Basic Digital Image Editing: Theory 2/3

The theoretical background which is needed for executing tasks and processes on image editing.

Two bits of Computational Photography: Bit Depth and Color Depth

How is digital information stored? -- and what is interesting for us, how is optical digital information specifically stored? We are going to think a bit mathematically, and please relax, because mathematical thinking is a simple kind of thinking.

Our arithmetical system is decimal. This means that it is based on the logic of ten. We represent 'none' with the symbol '0', calling it zero. If we want to depict one, we use the symbol '1'. Adding one more to one, we call it 'two' and write it down as '2'. And so on, we reach '9' and our ten symbols are over. If we want one more, to the '1' we add a '0'... and so we have 10. Quite smart, isn't it?

Then, guess what? Going down in the same fashion, 11 follows, 12 after that, ... and when the 2 digit phase has ended, we have accomplished 100 different numbers - from 0 to 99. Wow!

Then, guess what? The 3 digit phase starts, and by its end, we have accomplished 1000 different numbers - from 0 to 999. Going on in the same fashion, we can represent any number from 0 to infinity. Wow!

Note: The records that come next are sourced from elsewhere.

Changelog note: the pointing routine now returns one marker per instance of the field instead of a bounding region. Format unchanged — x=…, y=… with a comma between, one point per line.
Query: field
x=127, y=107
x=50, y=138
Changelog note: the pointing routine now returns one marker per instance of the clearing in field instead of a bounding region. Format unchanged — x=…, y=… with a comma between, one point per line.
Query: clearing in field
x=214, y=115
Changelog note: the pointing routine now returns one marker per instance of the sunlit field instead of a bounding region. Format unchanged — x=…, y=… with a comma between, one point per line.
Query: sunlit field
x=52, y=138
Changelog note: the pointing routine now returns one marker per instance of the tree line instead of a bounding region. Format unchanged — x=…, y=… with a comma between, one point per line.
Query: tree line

With 1 digit, we can depict 10 values. With 2 digits, we can depict 100 (10^2 = 10 X 10) values. With 3 digits, we can depict 1000 (10^3 = 10 X 10 X 10) values. Are you following me? Surely! So simple things they are! This is exactly the arithmetical system you use every day - this is the decimal system.

This is our human system. But what happens inside computers? Well, a computer is just a machine, "stupid" enough just to be capable of "perceiving" not 10, but 2 options only -- YES either NO. Why? Because the machine can only detect electricity. If it does detect it it says "yes", if not it says "no". So in a computer we can store information not in decimal mode but only in binary mode. Our human arithmetical system has 10 symbols, but a computer's system has 2 symbols: 0 and 1. That is what there is inside any digital device - numerous numbers, comprising of 0s and 1s. Just that. These two are the so-called bits: the smallest possible unit of information.

But wait, how us humans store big numbers with only two symbols? Oh yes, in absolutely the same fashion like in the decimal system. Let us compare numbers in the binary and the decimal system:

binary    decimal

----      ----

0000      0000

0001      0001

0010      0002

0011      0003

0100      0004

0101      0005

0110      0006

0111      0007

1000      0008

1001      0009

...       ...

Decimal 255 is binary 11111111, comprising of 8 1s. This means that in the binary system with 8 digits we can describe 256 values from 0 to 255 included.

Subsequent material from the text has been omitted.